Graphs

The graphs are very useful and fairly common data structures. They are used to describe a wide variety of relationships between objects and in practice can be related to almost everything. As we will see later, trees are a subset of the graphs and also lists are special cases of trees and thus of graphs, i.e. the graphs represent a generalized structure that allows modeling of very large set of real-world situations.

Graph is a data structure that consists of following two components:

  • A finite set of vertices also called as node.
  • A finite set of ordered pair of the form (u, v) called as edge.
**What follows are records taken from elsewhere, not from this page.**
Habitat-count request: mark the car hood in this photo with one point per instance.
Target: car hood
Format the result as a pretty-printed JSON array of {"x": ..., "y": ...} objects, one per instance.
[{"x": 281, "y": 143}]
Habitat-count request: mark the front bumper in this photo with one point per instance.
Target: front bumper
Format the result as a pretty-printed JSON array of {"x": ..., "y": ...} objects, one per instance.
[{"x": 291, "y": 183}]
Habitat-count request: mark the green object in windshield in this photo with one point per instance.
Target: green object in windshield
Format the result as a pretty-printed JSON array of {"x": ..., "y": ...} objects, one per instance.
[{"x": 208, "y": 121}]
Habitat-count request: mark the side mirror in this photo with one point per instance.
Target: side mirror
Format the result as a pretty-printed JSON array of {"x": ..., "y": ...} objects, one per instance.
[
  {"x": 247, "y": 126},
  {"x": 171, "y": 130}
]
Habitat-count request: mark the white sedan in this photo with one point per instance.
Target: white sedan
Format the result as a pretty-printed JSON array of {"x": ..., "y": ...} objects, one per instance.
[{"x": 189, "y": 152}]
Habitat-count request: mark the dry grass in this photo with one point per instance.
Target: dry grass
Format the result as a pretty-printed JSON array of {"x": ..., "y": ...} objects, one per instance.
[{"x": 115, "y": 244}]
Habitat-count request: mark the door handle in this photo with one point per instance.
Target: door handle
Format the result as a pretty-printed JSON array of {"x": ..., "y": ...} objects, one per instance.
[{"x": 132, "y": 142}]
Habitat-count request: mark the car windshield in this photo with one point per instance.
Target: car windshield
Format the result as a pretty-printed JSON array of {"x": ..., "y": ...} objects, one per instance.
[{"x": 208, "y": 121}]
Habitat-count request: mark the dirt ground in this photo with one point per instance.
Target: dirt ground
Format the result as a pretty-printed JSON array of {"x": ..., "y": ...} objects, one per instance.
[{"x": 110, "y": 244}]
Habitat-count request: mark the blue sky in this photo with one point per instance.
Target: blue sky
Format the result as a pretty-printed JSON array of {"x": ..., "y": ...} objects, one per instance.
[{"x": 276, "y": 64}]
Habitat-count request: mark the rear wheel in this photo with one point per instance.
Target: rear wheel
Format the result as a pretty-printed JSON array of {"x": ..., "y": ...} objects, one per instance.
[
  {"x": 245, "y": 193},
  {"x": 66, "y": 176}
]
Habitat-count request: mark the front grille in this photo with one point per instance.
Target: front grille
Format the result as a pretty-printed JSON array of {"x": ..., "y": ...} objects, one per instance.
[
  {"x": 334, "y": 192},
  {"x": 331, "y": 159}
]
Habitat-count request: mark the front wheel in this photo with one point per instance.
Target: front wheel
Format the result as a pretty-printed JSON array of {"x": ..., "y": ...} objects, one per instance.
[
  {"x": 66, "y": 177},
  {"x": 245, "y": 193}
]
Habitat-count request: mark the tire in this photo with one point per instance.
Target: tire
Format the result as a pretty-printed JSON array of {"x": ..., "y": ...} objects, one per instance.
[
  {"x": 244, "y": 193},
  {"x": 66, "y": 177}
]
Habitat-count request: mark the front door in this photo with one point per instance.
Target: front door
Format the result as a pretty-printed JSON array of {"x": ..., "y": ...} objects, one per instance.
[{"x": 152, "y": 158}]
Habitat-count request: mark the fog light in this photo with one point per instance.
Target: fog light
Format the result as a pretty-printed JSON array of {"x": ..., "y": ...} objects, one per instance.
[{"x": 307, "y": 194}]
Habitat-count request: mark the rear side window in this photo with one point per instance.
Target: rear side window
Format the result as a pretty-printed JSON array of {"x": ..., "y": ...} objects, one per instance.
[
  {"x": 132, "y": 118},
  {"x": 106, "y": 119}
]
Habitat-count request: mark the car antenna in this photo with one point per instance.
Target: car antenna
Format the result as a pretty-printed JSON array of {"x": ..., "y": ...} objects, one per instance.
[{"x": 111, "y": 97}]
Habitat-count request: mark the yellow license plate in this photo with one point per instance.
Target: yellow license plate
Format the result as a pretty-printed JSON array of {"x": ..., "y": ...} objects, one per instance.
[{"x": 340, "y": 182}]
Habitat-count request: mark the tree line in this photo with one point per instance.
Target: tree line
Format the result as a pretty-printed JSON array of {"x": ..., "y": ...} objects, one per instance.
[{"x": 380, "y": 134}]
The pair is ordered because (u, v) is not same as (v, u) in case of directed graph(di-graph). The pair of form (u, v) indicates that there is an edge from vertex u to vertex v. The edges may contain weight/value/cost.One of the most common example of graphs to us would be in social networks like LinkedIn, facebook. For example, in facebook, each person is represented with a vertex(or node). Each node is a structure and contains information like person id, name, gender and locale.

Terminology

Vertex

A vertex (also called a “node”) is a fundamental part of a graph. It can have a name, which we will call the “key.” A vertex may also have additional information. We will call this additional information the “payload.

Edge

An edge (also called an “arc”) is another fundamental part of a graph. An edge connects two vertices to show that there is a relationship between them. Edges may be one-way or two-way. If the edges in a graph are all one-way, we say that the graph is a directed graph, or a digraph. The class prerequisites graph shown above is clearly a digraph since you must take some classes before others.

Weight

Edges may be weighted to show that there is a cost to go from one vertex to another. For example in a graph of roads that connect one city to another, the weight on the edge might represent the distance between the two cities.
With those definitions in hand we can formally define a graph. A graph can be represented by G where G=(V,E). For the graph G, V is a set of vertices and E is a set of edges. Each edge is a tuple (v,w) where w,v∈V. We can add a third component to the edge tuple to represent a weight. A subgraph s is a set of edges e and vertices v such that e⊂E and v⊂V.

Directed Graph

Graphs with directed edges are called Directed Graphs. The number of edges with one endpoint on a given vertex is called that vertex’s degree. In a directed graph, the number of edges that point to a given vertex is called its in-degree, and the number that point from it is called its out-degree. Often, we may want to be able to distinguish between different nodes and edges. We can associate labels with either. We call such a graph labeled.

Undirected Graph

In a directed graph, the edges point from one vertex to another, while in an undirected graph, they merely connect two vertices.

Path

A path in a graph is a sequence of vertices that are connected by edges. Formally we would define a path as w1,w2,…,wn such that (wi,wi+1)∈E for all 1≤i≤n−1. The unweighted path length is the number of edges in the path, specifically n−1. The weighted path length is the sum of the weights of all the edges in the path. For example in the above figure the path from V3 to V1 is the sequence of vertices (V3,V4,V0,V1). The edges are {(v3,v4,7),(v4,v0,1),(v0,v1,5)}.

Cycle

A cycle in a directed graph is a path that starts and ends at the same vertex. For example, in Figure 2 the path (V5,V2,V3,V5) is a cycle. A graph with no cycles is called an acyclic graph. A directed graph with no cycles is called a directed acyclic graph or a DAG. We will see that we can solve several important problems if the problem can be represented as a DAG.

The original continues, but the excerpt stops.